Kilmer’s influence is so important in getting us past the many slow parts of MacGruber, that Forte has a sufficient amount of time to convert his haphazardly put together vanity project into an amusing mix of Austin Powers nonsense and the “idiot-braggart in over his head and saved by his cohorts” of Big Trouble in Little China. By the time the second half of MacGruber arrives, Taccone has smoothed out the desperation so that the Eddie Money music doesn’t seems so forced and MacGruber’s Shining-like obsession with a profane driver is not just empty and mean-spirited**, but a strange aside to lines like “be on the lookout for a large brown egg.”

* Exhausted is one of the clear influences on Boogie Nights, so much so that whole scenes are repeated in Paul Thomas Anderson’s film, especially during Amber Waves’ “documentary” about Dirk.
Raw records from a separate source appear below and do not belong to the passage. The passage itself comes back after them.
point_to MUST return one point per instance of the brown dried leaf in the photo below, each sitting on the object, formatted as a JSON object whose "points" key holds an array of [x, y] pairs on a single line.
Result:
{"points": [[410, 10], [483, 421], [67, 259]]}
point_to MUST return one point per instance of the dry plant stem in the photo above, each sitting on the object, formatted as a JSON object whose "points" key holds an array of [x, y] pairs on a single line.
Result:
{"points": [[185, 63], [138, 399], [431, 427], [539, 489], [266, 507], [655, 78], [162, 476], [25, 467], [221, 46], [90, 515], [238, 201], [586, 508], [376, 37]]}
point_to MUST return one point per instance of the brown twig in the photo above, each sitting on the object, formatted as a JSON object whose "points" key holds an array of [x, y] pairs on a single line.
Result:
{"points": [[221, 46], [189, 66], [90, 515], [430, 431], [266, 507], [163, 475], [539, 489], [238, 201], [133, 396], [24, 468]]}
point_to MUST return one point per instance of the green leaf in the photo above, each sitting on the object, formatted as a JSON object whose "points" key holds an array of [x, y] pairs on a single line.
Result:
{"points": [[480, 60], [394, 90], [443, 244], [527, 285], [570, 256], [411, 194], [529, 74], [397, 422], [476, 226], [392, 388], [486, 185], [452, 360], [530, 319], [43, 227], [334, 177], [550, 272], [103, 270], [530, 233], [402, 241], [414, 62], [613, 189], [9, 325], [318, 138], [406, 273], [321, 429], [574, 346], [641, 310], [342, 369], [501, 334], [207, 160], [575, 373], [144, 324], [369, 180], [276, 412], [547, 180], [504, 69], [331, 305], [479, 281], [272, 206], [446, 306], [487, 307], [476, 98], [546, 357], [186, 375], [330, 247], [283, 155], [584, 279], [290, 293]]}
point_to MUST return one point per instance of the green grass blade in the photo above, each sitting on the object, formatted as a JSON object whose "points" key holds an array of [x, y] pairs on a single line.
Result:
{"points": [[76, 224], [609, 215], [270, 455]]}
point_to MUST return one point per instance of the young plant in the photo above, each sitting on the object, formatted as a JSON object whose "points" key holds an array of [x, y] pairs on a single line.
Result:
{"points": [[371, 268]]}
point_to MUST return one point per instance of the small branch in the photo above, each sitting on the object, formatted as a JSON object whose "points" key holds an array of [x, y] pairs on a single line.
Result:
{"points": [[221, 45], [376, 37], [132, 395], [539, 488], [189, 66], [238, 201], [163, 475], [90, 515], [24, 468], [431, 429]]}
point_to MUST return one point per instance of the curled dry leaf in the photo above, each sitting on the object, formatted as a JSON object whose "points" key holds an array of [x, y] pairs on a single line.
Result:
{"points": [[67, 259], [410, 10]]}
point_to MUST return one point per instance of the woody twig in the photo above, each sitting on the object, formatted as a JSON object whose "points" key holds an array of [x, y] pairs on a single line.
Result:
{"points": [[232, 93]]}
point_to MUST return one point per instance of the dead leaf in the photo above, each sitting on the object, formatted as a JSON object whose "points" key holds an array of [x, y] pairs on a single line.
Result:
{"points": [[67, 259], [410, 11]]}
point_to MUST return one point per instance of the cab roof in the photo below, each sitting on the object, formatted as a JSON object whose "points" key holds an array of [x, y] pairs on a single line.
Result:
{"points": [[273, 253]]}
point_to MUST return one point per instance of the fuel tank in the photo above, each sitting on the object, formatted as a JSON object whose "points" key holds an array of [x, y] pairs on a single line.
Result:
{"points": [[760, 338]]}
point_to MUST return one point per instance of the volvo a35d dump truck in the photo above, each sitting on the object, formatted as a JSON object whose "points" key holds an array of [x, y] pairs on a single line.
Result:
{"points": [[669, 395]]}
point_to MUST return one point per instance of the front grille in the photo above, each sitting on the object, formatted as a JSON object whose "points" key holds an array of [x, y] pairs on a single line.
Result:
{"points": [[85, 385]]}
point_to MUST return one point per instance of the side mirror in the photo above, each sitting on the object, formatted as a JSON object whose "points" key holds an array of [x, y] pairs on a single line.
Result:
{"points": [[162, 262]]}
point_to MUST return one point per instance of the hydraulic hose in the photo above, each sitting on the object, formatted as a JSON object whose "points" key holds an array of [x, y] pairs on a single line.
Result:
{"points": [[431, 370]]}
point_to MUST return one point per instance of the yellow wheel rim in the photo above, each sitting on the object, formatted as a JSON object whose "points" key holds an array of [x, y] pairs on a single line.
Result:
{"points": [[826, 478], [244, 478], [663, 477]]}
** MacGruber still has time for gags about ripping out throats and what happens when your enemy is too injured to take proper revenge on.

1 comment on “MacGruber”


  1. javaflix says:

    agreed. mostly. i addition to kilmer, i also feel like ryan phillippe added a much needed balance of less will forte. i thought forte was fine but the one note dimension you mention can be tiresome and kilmer and phillippe provided the relief.